Last updated Nov 29, 2025
As China reopens from zero‑Covid, the Chinese growth engine will resume, and this renewed Chinese growth will have significant effects on U.S. economic growth and U.S. inflation over the subsequent period (starting in 2023).
And now they're reopening. So I don't know I mean like I'm not sure what we're supposed to comment. What I, what I will stand by is what I said, which is I don't think we have a very clear view about what's going on, what the substance of these protests are and what people actually want. If you're only consuming US media.View on YouTube
Explanation

Evidence after 2023 does not support the prediction that a "restarted" Chinese growth engine would meaningfully drive U.S. growth or push U.S. inflation higher.

1. China’s post‑reopening growth was middling and structurally weak, not a restored “engine.”
After dropping zero‑Covid, China’s GDP did rebound to about 5.2% in 2023 and around 5% in the first half of 2024, helped by reopening and public investment. But the IMF and others emphasize that this growth came with significant slack, very low inflation, and continued property‑sector stress, and they project a steady slowdown to near 3% later in the decade.(imf.org) This is far from a return to the pre‑2015 “high‑octane” growth engine that reliably pulled the global economy.

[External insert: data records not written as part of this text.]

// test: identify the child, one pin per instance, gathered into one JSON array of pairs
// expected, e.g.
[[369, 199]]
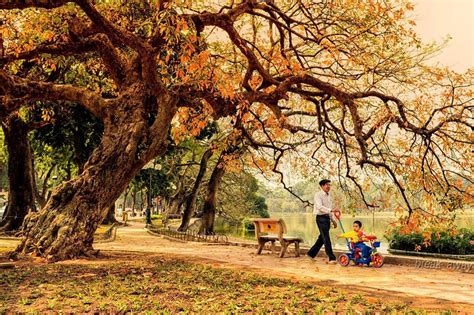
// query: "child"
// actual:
[[358, 237]]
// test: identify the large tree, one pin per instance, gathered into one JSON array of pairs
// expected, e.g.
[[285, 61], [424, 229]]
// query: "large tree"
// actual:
[[21, 178], [341, 73]]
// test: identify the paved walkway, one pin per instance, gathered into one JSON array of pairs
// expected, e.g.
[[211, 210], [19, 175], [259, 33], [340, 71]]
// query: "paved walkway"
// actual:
[[451, 286], [442, 284]]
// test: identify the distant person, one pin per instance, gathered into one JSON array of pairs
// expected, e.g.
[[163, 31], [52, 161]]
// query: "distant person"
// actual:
[[323, 209]]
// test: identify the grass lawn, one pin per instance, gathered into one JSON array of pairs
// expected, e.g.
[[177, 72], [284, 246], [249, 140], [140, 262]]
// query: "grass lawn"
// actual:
[[152, 284]]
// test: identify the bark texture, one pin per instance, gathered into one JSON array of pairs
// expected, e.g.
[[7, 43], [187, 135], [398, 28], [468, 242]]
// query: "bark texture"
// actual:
[[191, 199], [21, 199], [66, 226], [110, 217], [210, 203]]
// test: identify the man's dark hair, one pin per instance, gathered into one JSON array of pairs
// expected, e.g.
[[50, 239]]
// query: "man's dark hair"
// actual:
[[324, 182]]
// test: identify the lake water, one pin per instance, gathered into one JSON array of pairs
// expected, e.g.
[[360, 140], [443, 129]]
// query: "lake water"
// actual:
[[304, 225]]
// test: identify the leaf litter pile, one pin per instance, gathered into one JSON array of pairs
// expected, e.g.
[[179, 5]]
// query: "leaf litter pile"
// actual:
[[151, 284]]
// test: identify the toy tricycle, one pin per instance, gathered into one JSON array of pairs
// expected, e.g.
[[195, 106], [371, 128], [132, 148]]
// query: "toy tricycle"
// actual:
[[355, 254]]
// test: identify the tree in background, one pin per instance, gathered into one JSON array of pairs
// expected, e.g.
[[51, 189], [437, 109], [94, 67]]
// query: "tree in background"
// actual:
[[21, 178]]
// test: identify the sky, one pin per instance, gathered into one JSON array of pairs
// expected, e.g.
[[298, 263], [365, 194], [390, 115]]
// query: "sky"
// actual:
[[437, 19]]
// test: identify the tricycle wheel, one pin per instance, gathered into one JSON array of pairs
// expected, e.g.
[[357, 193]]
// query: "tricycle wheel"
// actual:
[[377, 260], [343, 260]]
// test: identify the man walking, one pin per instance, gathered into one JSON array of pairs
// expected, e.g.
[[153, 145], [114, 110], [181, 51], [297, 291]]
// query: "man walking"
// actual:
[[323, 209]]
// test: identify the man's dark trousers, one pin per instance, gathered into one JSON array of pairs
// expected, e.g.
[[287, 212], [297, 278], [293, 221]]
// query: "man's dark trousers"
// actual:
[[323, 223]]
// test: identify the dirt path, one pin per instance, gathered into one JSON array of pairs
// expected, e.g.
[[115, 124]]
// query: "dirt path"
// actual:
[[422, 285], [448, 285]]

2. U.S. inflation fell sharply despite China’s reopening, and China increasingly acted as a disinflationary force.
U.S. CPI inflation dropped from about 8.0% in 2022 to roughly 4.1% in 2023 and 2.9% in 2024, according to BLS-based series.(bls.gov) Over this same period, China slipped into producer‑price and intermittent consumer‑price deflation; economists at PIMCO and others noted that weaker Chinese demand, falling factory‑gate prices, and a softer yuan were lowering the prices of Chinese goods abroad and dampening global commodity demand, explicitly describing this as helpful to Western central banks battling high inflation.(cnbc.com) That is the opposite of a renewed Chinese boom significantly re‑inflating U.S. prices.

3. U.S. growth was driven mainly by domestic demand, not a China‑led external boost.
U.S. real GDP grew about 2.5% in 2023 and 2.8% in 2024, with BEA attributing the gains primarily to domestic consumer spending, business investment, and government outlays; exports were a secondary contributor.(bea.gov) IMF global outlooks through 2024–25 describe world growth as “modest” by historical standards, with the U.S. surprisingly strong while China’s property problems and weak confidence are a drag on prospects rather than a major positive spillover.(apnews.com) That pattern doesn’t match a story in which revived Chinese growth significantly boosts U.S. GDP.

4. Net assessment versus the prediction.

  • “Chinese growth engine will resume” – only partly: China did rebound numerically, but the recovery was fragile, quickly confronted deflation and property‑sector crisis, and is widely characterized as a structurally slowing economy rather than a restored global engine.(imf.org)
  • “…and this renewed Chinese growth will have significant effects on U.S. economic growth and U.S. inflation” – not borne out: U.S. inflation and growth paths are better explained by domestic policy and demand; China’s contribution appears modest and in inflation’s case largely disinflationary, not a sizable new inflation or growth impulse.

Given these outcomes, the specific forecast that China’s reopening would restart a powerful growth engine that then has significant effects on U.S. growth and inflation is best judged wrong.